Programmer’s manual

Simple example:

Say you have an XML document in the variable $xmlstr, and you want to add a mogrified='true' attribute to all tags that have an href attribute, while munging cite attributes to point to a different URL. Just require() the file tagmogrify.php and do this:

function addattribute(&$tag) {
    $tag->setAttribute("mogrified","true");
}
function mungecite(&$attribute) {
    $attribute->nodeValue = "http://munged.com/";
}
$m = new TagMogrifier("utf-8",
    $fatal_errors=false,
    $entity_declarations="");
$m->add_tag_match("string:a","string:href",null);
$m->add_attribute_match(null,"string:cite",null);
$a->add_tag_mogrificator("addattribute");
$a->add_attribute_mogrificator("mungecite");
print $a->run($xmlstr);

In this example, a TagMogrifier instance is created, a tag match expression is added, an attribute match expression is added, and mogrificators function for tag and attribute are added, then the XML in $xmlstr is fed to the mogrifier. You can see from the example that the mogrifier is prepared to receive XML in the UTF-8 encoding, and that errors encountered during parsing will not cause program termination (but will produce warnings).
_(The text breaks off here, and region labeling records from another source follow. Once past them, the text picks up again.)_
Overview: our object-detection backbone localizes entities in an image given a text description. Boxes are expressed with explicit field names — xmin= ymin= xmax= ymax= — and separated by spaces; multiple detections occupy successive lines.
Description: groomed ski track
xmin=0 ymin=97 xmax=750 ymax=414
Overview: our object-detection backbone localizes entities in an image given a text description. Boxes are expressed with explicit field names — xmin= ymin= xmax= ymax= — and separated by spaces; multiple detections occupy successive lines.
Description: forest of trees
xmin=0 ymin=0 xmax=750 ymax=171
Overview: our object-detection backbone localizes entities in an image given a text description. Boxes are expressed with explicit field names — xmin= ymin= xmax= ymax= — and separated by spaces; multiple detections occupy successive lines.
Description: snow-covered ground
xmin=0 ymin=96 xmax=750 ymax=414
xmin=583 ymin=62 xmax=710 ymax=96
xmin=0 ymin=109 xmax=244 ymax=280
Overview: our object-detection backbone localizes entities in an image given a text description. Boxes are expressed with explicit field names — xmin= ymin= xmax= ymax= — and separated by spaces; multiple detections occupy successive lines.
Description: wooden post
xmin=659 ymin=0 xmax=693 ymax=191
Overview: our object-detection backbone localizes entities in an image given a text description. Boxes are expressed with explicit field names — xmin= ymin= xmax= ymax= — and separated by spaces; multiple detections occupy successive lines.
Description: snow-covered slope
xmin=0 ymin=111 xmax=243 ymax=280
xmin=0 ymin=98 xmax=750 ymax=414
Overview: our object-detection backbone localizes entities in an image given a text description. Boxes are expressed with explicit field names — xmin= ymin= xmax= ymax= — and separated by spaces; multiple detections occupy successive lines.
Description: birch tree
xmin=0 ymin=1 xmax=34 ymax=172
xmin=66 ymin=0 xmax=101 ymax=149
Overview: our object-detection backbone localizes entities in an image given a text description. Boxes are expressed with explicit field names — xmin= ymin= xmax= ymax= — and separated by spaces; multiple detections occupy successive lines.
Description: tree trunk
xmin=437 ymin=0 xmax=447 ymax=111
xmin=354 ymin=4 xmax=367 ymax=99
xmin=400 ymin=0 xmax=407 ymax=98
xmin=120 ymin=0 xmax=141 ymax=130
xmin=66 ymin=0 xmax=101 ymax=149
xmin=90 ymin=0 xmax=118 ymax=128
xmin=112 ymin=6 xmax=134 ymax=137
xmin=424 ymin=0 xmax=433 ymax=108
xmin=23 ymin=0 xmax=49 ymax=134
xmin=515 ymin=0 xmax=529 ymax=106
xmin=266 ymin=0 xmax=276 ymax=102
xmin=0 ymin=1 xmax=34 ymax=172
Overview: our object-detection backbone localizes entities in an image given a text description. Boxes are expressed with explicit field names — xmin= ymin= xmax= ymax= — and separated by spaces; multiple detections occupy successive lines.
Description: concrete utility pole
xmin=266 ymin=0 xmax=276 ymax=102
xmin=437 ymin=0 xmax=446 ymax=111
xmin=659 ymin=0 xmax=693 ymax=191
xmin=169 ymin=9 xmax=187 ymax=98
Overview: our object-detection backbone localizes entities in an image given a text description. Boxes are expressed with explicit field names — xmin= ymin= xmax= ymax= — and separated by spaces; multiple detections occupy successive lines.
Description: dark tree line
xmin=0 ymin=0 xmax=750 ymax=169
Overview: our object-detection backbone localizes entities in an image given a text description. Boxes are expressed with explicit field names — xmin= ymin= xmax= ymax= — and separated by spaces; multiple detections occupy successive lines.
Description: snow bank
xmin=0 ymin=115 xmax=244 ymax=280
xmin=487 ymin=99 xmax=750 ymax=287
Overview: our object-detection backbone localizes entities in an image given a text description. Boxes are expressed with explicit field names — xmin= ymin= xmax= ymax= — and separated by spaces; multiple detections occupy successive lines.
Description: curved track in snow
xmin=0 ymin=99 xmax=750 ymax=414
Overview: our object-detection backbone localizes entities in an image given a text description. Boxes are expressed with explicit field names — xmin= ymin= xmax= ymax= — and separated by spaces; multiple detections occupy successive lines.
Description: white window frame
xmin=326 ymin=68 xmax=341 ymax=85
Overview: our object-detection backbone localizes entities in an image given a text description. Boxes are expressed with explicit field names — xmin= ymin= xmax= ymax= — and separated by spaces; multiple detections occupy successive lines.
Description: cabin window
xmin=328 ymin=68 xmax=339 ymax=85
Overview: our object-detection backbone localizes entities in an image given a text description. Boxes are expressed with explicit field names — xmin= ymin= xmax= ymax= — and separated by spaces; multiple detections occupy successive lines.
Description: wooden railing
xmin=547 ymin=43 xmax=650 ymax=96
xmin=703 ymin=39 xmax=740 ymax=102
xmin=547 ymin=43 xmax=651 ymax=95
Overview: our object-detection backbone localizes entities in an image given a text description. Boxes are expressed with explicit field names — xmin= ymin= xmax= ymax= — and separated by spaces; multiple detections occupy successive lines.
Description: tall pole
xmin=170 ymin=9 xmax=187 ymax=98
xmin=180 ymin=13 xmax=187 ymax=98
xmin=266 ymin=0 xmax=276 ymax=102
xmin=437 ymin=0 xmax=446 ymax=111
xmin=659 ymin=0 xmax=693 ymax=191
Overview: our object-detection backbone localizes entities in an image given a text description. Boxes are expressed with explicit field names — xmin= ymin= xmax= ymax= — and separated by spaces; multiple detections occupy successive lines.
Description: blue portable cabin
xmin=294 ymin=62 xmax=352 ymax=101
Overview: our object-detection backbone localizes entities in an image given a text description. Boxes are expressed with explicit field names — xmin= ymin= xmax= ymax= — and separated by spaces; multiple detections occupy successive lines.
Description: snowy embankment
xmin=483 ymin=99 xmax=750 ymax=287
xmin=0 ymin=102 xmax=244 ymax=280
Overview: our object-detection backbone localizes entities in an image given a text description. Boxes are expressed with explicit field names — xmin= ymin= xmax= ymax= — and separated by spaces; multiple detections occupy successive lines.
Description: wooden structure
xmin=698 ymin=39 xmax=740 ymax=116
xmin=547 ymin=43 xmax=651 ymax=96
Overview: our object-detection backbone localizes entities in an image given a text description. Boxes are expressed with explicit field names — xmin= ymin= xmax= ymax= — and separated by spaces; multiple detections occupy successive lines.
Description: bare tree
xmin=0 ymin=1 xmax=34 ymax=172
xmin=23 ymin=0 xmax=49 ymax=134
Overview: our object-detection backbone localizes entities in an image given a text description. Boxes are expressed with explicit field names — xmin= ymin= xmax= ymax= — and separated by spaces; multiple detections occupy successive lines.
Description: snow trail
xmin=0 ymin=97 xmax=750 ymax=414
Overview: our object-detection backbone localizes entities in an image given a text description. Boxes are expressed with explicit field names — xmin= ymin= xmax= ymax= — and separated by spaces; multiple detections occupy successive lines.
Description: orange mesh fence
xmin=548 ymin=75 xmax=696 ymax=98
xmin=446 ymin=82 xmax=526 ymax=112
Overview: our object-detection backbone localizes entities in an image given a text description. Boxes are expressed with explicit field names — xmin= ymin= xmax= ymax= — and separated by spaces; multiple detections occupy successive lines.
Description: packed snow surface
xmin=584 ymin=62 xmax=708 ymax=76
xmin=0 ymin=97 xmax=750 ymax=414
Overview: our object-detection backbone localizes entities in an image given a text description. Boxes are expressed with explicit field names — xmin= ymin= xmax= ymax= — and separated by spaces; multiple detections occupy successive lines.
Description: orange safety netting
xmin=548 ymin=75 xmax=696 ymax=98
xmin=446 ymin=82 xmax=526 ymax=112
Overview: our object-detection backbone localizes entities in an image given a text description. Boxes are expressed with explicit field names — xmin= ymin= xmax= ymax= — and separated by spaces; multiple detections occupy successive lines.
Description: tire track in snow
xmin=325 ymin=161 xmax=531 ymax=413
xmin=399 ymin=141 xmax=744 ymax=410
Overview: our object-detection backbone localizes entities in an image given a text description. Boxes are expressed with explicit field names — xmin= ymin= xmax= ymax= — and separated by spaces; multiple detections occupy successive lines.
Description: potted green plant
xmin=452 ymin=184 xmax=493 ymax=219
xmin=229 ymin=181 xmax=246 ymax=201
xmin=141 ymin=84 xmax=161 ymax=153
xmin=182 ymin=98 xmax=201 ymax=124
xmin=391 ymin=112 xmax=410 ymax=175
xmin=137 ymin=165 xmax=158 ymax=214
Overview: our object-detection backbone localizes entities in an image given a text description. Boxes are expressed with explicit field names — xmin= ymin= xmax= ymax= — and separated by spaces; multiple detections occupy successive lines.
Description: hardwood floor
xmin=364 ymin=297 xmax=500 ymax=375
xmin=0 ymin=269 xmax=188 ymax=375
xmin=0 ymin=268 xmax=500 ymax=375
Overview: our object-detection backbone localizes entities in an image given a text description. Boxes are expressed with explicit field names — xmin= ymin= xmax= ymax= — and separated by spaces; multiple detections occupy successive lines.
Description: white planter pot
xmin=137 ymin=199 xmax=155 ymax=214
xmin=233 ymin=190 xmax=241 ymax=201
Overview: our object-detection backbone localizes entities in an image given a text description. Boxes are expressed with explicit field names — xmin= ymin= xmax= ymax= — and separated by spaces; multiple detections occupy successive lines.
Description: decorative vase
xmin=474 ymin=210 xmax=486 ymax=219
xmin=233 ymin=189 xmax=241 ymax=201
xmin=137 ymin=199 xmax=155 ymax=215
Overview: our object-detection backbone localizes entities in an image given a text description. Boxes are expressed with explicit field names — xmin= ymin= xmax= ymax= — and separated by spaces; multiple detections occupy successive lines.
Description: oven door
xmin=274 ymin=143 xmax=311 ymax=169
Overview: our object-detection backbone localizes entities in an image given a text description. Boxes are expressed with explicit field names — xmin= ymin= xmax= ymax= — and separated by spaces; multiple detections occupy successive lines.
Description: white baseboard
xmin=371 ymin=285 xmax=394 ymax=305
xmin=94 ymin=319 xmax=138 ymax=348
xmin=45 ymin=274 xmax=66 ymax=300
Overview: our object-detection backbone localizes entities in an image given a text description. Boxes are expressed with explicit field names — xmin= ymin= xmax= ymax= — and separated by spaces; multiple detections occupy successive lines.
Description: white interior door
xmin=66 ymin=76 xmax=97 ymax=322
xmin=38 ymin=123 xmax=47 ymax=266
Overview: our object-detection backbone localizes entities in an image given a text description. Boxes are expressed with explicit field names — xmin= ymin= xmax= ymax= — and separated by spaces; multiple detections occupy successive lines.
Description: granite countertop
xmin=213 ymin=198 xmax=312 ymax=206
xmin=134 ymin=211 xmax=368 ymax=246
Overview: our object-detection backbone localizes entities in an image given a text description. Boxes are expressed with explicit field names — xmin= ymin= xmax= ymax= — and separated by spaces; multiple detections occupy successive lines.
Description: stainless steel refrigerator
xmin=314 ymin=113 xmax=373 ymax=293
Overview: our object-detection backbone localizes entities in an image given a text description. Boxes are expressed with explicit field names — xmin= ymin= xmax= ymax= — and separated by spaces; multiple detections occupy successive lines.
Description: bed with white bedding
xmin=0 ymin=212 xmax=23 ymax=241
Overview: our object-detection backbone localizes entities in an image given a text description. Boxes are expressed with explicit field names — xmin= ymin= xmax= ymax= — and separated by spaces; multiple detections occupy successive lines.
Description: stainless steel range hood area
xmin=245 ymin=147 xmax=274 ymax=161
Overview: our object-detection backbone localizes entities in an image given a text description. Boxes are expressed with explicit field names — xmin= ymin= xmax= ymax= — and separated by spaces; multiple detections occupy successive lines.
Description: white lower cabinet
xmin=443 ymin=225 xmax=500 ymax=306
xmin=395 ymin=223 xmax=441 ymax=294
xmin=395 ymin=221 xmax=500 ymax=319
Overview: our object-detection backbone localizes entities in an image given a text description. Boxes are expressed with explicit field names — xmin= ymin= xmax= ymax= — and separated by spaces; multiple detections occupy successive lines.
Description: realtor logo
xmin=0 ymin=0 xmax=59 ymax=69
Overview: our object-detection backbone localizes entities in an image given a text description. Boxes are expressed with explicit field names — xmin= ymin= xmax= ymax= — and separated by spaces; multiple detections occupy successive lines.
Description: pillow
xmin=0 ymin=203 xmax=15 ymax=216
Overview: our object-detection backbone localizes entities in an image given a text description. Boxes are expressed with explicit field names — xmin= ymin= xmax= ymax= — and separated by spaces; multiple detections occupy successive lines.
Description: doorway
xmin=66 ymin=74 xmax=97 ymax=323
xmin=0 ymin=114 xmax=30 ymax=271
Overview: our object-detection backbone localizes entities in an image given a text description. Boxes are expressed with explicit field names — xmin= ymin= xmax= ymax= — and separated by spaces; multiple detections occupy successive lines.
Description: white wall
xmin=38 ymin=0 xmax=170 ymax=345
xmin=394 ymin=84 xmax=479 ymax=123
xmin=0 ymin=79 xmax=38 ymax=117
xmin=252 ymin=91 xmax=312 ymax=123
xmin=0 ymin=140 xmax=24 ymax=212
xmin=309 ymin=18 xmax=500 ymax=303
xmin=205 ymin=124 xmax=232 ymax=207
In this example, addattribute is called a tag mogrificator function, while mungecite is called an attribute mogrificator function. Tag mogrificators receive a DOMElement every time a tag matches the provided expression in add_tag_match(). Attribute mogrificators receive a DOMAttribute every time an attribute matches the provided expression in add_attribute_match().

add_tag_match() and add_attribute_match() require a maximum of three arguments: a tag name expression, an attribute name expression, and an attribute value expression. For a tag or attribute to actually match (and hence, be mogrified by the mogrificator functions you added), it needs to match all three arguments. Valid expressions for tags, attribute names and attribute values are:

  • anything: null. null always matches.
  • an exact match on a string: "string:abcde" would match “abcde”
  • a case-insensitive exact match on a string: "istring:abcde" would match “abCDe”
  • a regular expression match: "regexp:/abcdefg/" would run PCRE using abcdefg as an expression
  • a function match: "function:a_function_name" would invoke a_function_name passing the tag name, the attribute name or the attribute value, and if the function returns true, the match is considered positive

Examples:

  • add_tag_match(null,null,null): matches all tags
  • add_tag_match("string:a",null,null): matches all a tags
  • add_tag_match(null,"string:href",null): matches all tags with an ‘href’ attribute
  • add_tag_match("string:a","string:href","regexp:|^http://rudd-o.com|"): matches all hyperlinks that point to http://rudd-o.com and children

You can specify several matches instead of one, by repeatedly calling add_tag_match() or add_attribute_match() with your desired arguments. If any of the specified matches do match, then the corresponding (tag or attribute) mogrificator function is called (only once for each node, even if multiple matches do match).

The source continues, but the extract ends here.